Architektur des Gedächtnisses

Wie uns allen bereits bekannt unterscheidet man seit den 70iger Jahren in Ultrakurzeit, Kurzzeit und Langzeitgedächtnis, dies wurde relativiert und man unterscheidet generell in Arbeits- und Langzeitspeicher. In der jüngsten Diskussion (s. Engelkamp, 1991, S.49) erfolgt die Einteilung der Gedächtnissysteme nach der gespeicherten Information, bzw. nach den beteiligten Prozessen. OPWIS (1992) spricht in diesem Fall von einer Vielzahl von eher verwirrenden Vorschlägen. Die Art der Repräsentation könnte als Ordnungskriterium herangezogen werden, hier lassen sich drei Varianten darstellen:
1.Propositionale Repräsentationssysteme, (Proposition = den Kern einer Aussage) diese dienen hauptsächlich zur Darstellung der sprachlich-begrifflichen Wissens in Form einer symbolischen Struktur.
2.Regelbasierte Repräsentationssysteme, (= Produktionssysteme, erstmals von NEWELL & Simon ) meisstens für die Darstellung von Wenn-Dann-Regeln für operative Fähigkeiten. Die ACT-Theorie von ANDERSON zeigt ein solches System.
3.Analoge Repräsentationssysteme sind geeignet für die bildhaft-anschauliche Darstellung von Wissen, hier entsteht eine Kommunikation zwischen der Repräsentation und dem Repräsentierten.
Das Modell von ANDERSON (1983) wird häufig dazu herangezogen, wenn es um den Begriff der kognitiven Architektur geht, doch wird auch hier nur ein Ausschnitt von Wissensbeständen agiert, hier: sprachlich-symbolisch kodiertes Wissen,
Wissen, welches Begriffe und ihre Beziehungen untereinander beinhaltet und kognitive Operationen mit denen die Begriffe arbeiten.
Das ACT eine mehrfach modifizierte Form des wissenspsychologischen Modells von ANDERSON wird als Grundlage für folgende Aussagen verwendet:
es wird zwischen dem Typ bzw. dem Zustand des Wissens im Langzeitgedächtnis unterschieden in Deklaratives Wissen*,
(Kentnisse in propostional-symbolischer Kodierung über Fakten, Ereignisse, Objekte etc.) und prozedurales Wissen (Fertigkeiten als Operation zur Konstruktion, Verknüpfung und Anwendung deklarativer Wissensbestände)
Das deklarative Wissen wird nach ANDERSON (1995) durch Beobachtung oder externe Informationen unmittelbar abgespeichert und basiert auf Konzepten, welche durch ein Netz von Relationen verbunden sind, dies geschieht sprachlich-symbolisch und auch zeitlich wie räumlich.
Jedoch die Speicherung und der Abruf sind unabhängig, somit kann bei einer Speicherung nicht garantiert sein, dass der Abruf funktioniert.

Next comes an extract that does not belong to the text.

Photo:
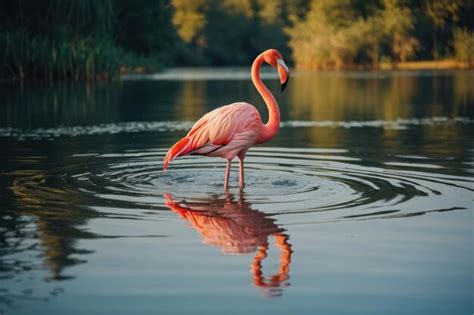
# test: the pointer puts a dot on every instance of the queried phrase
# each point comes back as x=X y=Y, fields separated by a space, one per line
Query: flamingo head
x=274 y=58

Das prozeduralistische Wissen* besteht aus Wenn-Dann-Regeln, sie beziehen sich auf das Handlungswissen einer Person in der jeweiligen Situation.
Sie basieren auf dem deklarativen Wissen und sind meißt auf Ziele ausgerichtet und miteinander kominierbar, es erfolgt eine Beschreibung wann bestimmte Operationen auszuführen sind.
(*Zur Verwendung der Begrifflichkeiten, je nach Autor verschieden, somit Bitte genau auf den Textinhalt achten und die Aussage dessen*.)

Stadien des Wissenserwerbs

„Declarative knowledge can be acquired by simply being told“. (ANDERSON et al., 1995 S. 170f.) Der Aufbau von deklarativem Wissen scheint nach ANDERSON wenig schwierig, anderst jedoch der Aufbau kognitiver Fertigkeiten, wodurch das deklarative Wissen prozeduralisiert wird, diese Form der Wissenskompilierung ist didaktisch wichtig.

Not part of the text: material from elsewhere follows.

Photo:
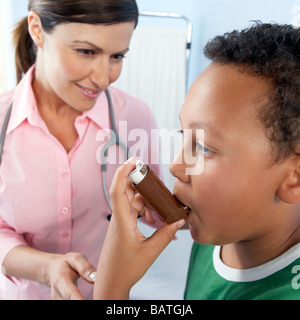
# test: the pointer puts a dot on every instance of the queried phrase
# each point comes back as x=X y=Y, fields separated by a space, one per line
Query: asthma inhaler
x=157 y=195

Als Vorlage des Wissenserwerbs kann man auf ein dreistufiges Modell von FITTS & POSNER zurückgreifen
1.kognitives Stadium (das Wissen ist nur deklarativ vorhanden, Aufbau von Wissen und Integration in ein Netz, keine konkrete Aufgabenlösung gut möglich)
2.assoziatives Stadium (das Wissen ist durch Übung und Anwendung prozedural vorhanden, es können domänenspezifische Regeln aufgebaut werden, die Entwicklung von Wenn-Dann-Regeln erfolgt bei Bedingungen, sobald der Wenn-Teil erfüllt ist wird auch der Dann-Teil automatisch aufgerufen und kann weiter ausgeführt werden.
3.autonomes Stadium, (das Wissen kann automatisch verwendet werden, durch langjähriges Anwenden des assoziativen Stadiums, wird das Wissen durch eine Vielzahl verästelter Regeln miteinander in Beziehung gesetzt und somit hat kann man dies als Wissen eines Experten bezeichnen, hierbei werden die Regeln vereinfacht und es ist möglich sich weiteren Wissensgebieten zu widmen.)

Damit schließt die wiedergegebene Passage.